Can someone explain this simple, yet deceiving, anomaly?
There are two models, where B is a sub-model of A:
# models.py
class A(models.Model):
a = models.IntegerField(blank=True)
class B(A):
b = models.IntegerField(blank=True)
Simple, right? Yet in runtime:
>>> A()
<A: A object>
>>> B()
Traceback (most recent call last):
File "<console>", line 1, in <module>
File "django/db/models/base.py", line 357, in __init__
setattr(self, field.attname, val)
File "django/db/models/fields/related.py", line 271, in __set__
(instance._meta.object_name, self.related.get_accessor_name()))
ValueError: Cannot assign None: "B.b" does not allow null values.
What’s happening here? Why is A.a acting fine while B.b is unhappy about itself being blank?

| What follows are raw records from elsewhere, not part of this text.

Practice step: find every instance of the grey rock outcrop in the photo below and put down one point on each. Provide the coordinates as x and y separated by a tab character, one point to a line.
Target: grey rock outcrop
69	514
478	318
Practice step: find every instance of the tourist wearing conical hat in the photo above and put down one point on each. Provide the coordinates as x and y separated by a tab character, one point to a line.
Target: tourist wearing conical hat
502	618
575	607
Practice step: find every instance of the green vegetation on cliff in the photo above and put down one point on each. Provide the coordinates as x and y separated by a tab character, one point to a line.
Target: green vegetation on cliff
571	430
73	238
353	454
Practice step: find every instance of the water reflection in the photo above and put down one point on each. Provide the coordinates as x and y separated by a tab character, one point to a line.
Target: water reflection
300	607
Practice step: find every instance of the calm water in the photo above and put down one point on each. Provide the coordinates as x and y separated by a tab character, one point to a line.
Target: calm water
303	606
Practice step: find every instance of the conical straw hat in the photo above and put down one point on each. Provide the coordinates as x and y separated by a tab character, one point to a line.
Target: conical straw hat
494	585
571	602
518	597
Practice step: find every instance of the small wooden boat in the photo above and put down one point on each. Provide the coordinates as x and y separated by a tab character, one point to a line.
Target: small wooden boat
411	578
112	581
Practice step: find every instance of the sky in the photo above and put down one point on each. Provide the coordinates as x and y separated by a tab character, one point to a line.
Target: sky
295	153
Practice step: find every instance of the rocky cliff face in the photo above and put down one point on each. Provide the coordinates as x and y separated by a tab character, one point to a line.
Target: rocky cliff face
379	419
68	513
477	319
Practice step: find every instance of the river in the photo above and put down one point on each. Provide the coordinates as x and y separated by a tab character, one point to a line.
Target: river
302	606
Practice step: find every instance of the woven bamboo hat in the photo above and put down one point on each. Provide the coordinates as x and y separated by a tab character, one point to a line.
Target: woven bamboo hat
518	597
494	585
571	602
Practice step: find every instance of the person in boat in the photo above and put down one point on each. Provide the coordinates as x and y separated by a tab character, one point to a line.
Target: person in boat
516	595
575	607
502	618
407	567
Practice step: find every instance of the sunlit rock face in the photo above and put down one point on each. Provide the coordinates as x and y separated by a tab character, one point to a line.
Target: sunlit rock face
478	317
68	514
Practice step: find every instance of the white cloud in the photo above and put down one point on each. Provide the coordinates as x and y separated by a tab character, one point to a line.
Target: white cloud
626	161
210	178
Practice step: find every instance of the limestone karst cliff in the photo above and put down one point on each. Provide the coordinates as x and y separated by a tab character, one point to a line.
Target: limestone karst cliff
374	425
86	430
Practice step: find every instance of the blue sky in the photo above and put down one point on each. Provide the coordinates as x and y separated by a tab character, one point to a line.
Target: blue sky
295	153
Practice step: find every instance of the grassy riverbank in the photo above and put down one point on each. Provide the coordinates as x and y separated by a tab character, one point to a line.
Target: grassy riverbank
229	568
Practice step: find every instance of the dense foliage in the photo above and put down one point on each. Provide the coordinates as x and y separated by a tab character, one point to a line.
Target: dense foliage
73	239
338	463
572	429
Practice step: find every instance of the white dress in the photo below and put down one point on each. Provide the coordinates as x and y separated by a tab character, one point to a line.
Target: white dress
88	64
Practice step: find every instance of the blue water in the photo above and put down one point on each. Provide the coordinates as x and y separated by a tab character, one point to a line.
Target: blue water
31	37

Edit: I did notice that setting blank=True makes no difference on said behavior, but that still doesn’t explain this issue.
And now this: (?!?!?!)
>>> a = A(a=5)
>>> b = B(b=6)
Traceback (most recent call last):
File "<console>", line 1, in <module>
File "django/db/models/base.py", line 357, in __init__
setattr(self, field.attname, val)
File "django/db/models/fields/related.py", line 275, in __set__
self.related.get_accessor_name(), self.related.opts.object_name))
ValueError: Cannot assign "6": "B.b" must be a "B" instance.
OK, I managed to solve this mess.
The problem here is that the model and the field have the same name (case-agnostic). I had this both in my problematic model, as well as the examples here (
A.aandB.b).This is a Django problem in that the error is simply irrelevant to the real issue.
Bottom line – don’t have any field the same name as the model name.